Bir yandan Fatih’in inanılmaz derecede güzel yazdığı mektubu dinliyor, bir yandan da gözyaşı döküyordum. Onun başına gelen benim başıma gelse bu mektubu onun gibi soğukkanlı, aklıselim içinde yazabilir miydim, emin değilim. O yüzden dedim, kendimi onun yerine koyamam diye.

Bana soracak olursanız Türkiye’deki ‘şahsi hukuk’ veya Prof. Dr. Adem Sözüer’in isimlendirmesiyle ‘kayıt dışı hukuk’ son alınan Fatih Altaylı kararıyla bir eşik atladı.

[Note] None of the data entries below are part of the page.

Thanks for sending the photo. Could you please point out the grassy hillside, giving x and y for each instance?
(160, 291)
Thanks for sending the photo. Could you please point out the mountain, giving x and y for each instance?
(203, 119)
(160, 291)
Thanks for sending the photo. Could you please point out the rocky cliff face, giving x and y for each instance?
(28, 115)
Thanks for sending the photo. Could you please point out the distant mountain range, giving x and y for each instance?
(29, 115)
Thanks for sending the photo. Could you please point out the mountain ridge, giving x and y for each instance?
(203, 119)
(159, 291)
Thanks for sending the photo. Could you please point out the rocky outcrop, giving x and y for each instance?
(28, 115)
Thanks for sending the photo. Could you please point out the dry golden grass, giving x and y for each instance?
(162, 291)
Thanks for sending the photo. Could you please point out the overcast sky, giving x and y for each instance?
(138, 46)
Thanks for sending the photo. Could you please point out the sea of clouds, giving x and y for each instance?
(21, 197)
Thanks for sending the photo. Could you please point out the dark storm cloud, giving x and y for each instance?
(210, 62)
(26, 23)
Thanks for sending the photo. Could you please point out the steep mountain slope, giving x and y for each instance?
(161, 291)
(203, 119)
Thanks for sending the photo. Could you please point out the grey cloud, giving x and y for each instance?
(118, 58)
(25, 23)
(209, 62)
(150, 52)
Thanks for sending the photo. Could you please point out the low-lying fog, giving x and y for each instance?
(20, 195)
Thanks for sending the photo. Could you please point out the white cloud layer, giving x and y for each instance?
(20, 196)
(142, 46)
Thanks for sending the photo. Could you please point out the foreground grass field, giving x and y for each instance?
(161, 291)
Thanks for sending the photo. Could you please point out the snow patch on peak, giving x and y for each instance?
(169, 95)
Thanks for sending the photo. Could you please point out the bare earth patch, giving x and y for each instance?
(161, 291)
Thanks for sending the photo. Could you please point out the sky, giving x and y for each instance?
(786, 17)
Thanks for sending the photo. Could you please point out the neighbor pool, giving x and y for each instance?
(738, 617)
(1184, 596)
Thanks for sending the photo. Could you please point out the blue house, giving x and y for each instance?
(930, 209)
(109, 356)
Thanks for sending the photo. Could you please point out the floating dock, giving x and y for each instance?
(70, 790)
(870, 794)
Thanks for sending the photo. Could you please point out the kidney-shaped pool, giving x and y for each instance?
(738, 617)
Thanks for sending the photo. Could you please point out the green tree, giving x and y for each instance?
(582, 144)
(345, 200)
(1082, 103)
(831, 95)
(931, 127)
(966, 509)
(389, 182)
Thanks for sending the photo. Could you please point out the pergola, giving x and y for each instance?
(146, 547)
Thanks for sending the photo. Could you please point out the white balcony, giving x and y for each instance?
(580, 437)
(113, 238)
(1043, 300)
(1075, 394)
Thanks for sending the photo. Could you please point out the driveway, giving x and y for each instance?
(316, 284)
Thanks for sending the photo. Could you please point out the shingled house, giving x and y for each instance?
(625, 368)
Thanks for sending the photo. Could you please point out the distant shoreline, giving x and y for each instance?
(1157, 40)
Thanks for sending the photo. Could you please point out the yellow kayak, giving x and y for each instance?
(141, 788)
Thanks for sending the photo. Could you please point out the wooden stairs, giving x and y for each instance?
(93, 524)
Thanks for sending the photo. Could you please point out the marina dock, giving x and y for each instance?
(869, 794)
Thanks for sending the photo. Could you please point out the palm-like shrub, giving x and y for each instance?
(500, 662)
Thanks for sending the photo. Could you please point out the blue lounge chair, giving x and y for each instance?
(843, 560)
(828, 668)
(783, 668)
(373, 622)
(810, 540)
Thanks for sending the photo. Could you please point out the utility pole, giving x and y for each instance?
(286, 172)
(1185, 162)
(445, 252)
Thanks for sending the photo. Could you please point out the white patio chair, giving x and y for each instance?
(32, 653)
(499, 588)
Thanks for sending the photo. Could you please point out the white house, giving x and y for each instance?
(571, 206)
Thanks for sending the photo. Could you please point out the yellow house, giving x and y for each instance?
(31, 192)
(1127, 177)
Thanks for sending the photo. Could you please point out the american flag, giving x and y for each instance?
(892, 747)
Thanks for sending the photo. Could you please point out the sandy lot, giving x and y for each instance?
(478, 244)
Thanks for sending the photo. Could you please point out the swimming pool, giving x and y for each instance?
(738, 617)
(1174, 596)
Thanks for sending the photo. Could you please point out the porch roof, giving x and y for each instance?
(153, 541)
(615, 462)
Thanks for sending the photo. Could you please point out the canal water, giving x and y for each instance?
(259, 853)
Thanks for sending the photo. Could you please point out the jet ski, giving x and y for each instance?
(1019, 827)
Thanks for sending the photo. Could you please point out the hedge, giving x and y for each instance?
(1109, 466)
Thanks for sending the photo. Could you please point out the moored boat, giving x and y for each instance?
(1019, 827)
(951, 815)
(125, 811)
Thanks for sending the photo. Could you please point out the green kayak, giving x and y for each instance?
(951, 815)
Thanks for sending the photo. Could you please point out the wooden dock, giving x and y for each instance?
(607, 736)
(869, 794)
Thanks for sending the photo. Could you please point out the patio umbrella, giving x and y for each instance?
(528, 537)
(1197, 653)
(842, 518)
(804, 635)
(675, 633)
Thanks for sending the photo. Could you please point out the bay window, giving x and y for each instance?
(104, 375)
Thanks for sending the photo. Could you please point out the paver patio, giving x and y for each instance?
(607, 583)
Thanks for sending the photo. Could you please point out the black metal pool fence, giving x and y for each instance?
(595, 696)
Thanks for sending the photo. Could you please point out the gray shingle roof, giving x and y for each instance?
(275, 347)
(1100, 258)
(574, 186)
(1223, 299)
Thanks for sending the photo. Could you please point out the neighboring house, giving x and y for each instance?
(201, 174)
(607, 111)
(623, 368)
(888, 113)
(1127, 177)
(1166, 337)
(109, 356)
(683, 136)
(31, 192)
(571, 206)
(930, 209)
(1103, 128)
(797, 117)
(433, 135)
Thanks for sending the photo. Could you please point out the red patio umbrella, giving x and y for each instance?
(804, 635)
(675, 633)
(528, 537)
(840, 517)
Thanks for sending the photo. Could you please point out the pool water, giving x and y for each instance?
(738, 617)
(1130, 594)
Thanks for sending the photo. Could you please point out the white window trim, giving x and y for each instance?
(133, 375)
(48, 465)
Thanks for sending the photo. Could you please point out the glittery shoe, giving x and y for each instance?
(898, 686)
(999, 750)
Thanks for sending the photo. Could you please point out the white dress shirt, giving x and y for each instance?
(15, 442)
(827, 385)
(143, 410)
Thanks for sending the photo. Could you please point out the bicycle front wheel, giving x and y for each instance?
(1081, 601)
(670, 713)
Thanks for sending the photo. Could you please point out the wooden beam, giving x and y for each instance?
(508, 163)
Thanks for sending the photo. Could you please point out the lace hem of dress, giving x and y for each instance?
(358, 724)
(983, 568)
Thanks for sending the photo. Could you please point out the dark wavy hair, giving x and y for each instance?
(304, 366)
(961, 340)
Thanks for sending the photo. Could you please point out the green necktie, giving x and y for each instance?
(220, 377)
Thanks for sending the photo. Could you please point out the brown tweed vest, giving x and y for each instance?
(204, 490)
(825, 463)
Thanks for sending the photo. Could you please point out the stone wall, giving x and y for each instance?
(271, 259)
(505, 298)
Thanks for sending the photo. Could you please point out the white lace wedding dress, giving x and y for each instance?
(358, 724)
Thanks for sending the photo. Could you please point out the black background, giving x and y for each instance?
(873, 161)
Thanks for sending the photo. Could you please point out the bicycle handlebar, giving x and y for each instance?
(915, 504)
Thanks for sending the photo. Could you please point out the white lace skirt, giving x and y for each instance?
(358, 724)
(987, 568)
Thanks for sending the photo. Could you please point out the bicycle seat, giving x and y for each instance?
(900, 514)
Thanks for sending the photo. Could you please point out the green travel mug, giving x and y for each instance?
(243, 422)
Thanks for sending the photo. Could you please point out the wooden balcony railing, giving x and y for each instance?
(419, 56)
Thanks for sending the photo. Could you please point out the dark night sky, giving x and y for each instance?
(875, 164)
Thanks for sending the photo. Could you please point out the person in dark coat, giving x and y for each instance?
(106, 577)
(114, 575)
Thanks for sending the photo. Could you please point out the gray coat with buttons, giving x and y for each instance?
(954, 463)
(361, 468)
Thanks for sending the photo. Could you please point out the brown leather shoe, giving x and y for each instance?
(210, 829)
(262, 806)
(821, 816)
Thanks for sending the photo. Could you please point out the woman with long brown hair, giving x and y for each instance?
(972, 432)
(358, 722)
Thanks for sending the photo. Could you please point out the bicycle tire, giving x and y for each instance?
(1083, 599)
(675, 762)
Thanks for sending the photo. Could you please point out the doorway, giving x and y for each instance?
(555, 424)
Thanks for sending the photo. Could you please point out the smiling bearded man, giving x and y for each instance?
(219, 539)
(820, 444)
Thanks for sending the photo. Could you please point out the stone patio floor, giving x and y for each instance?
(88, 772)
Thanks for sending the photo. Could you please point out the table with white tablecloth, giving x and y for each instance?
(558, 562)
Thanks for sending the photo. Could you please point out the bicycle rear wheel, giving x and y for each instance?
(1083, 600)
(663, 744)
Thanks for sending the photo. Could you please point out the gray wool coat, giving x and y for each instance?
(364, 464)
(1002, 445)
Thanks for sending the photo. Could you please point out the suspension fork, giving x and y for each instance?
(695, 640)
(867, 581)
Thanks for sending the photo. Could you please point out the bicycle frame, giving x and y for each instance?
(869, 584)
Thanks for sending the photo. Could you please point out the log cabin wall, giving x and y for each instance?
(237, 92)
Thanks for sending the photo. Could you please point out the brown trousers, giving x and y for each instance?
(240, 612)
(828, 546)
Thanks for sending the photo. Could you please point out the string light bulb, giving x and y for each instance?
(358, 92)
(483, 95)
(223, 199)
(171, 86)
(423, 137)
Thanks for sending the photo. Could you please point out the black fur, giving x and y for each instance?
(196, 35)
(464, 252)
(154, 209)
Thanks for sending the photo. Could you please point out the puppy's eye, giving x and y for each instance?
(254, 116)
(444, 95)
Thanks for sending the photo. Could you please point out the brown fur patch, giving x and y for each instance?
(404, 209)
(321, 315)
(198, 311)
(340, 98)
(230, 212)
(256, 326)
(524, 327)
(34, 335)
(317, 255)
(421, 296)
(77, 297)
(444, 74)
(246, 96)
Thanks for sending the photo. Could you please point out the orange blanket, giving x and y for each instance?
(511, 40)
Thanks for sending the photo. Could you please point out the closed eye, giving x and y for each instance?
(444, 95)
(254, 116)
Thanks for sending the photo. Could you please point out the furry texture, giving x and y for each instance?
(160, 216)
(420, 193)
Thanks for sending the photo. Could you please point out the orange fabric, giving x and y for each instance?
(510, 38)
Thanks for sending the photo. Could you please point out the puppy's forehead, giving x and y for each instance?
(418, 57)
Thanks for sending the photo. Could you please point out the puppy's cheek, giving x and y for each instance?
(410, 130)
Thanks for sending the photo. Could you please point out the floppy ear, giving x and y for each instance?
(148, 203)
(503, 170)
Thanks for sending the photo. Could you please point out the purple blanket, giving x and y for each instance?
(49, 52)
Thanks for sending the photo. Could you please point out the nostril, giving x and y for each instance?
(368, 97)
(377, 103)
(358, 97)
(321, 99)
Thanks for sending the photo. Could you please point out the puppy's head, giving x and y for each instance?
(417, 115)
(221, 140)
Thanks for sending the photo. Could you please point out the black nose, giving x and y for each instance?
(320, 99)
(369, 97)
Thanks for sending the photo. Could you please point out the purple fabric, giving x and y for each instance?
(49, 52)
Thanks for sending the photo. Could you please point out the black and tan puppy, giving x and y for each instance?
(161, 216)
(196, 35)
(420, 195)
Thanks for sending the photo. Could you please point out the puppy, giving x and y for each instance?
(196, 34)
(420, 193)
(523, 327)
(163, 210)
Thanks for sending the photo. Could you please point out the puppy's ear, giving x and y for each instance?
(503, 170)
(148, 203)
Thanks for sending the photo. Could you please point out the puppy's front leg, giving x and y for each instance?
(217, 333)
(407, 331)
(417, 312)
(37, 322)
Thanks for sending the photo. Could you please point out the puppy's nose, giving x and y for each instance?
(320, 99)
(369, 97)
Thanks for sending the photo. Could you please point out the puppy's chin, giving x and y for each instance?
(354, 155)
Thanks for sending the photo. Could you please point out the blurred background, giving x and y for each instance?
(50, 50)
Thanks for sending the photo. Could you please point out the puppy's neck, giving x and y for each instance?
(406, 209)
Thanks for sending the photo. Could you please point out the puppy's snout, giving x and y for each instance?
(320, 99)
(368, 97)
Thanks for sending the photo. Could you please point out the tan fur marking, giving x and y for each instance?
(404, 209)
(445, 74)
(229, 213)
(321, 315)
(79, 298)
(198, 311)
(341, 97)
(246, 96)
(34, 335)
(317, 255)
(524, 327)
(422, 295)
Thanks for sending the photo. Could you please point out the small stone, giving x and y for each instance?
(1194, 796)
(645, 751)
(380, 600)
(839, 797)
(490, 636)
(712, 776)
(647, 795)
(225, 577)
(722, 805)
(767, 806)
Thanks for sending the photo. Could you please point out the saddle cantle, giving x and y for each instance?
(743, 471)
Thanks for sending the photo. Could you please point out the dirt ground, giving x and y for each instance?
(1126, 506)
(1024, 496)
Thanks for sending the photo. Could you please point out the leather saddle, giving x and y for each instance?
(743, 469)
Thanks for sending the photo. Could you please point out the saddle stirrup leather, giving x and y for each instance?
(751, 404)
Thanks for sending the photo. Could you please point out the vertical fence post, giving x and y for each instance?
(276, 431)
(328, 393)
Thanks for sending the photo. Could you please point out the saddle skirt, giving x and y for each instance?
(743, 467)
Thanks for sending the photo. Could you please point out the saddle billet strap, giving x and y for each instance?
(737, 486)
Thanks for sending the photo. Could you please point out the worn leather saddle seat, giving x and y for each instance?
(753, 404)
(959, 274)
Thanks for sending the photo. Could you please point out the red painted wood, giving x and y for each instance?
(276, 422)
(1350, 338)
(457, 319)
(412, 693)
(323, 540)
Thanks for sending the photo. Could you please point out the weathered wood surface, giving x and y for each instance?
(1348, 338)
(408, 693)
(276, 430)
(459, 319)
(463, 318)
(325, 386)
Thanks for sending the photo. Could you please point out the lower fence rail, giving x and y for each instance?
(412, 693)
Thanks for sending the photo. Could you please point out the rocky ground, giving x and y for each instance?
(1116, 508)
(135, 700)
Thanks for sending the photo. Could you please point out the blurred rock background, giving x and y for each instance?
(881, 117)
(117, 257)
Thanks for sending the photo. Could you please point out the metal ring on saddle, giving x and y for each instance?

Ülkemizde özü siyasi olan davalar söz konusu olduğunda ‘adalet’ten söz etmeye zaten imkan yok ama eskiden hiç değilse beğenmediğimiz yazılı bir hukuk vardı, o hukuk keyfi olarak uygulanırdı, biz de ona kızardık.

Şimdi Fatih Altaylı kararıyla yazılı hukukun bir süs olmanın ötesinde hiçbir anlamı kalmadı. Çünkü Altaylı’nın durumu o yazılı hukukun hiçbir yerine uymadığı halde üç yüksek yargıçtan oluşan bir Ağır Ceza heyeti onu 5 yıl hapse mahkum etti.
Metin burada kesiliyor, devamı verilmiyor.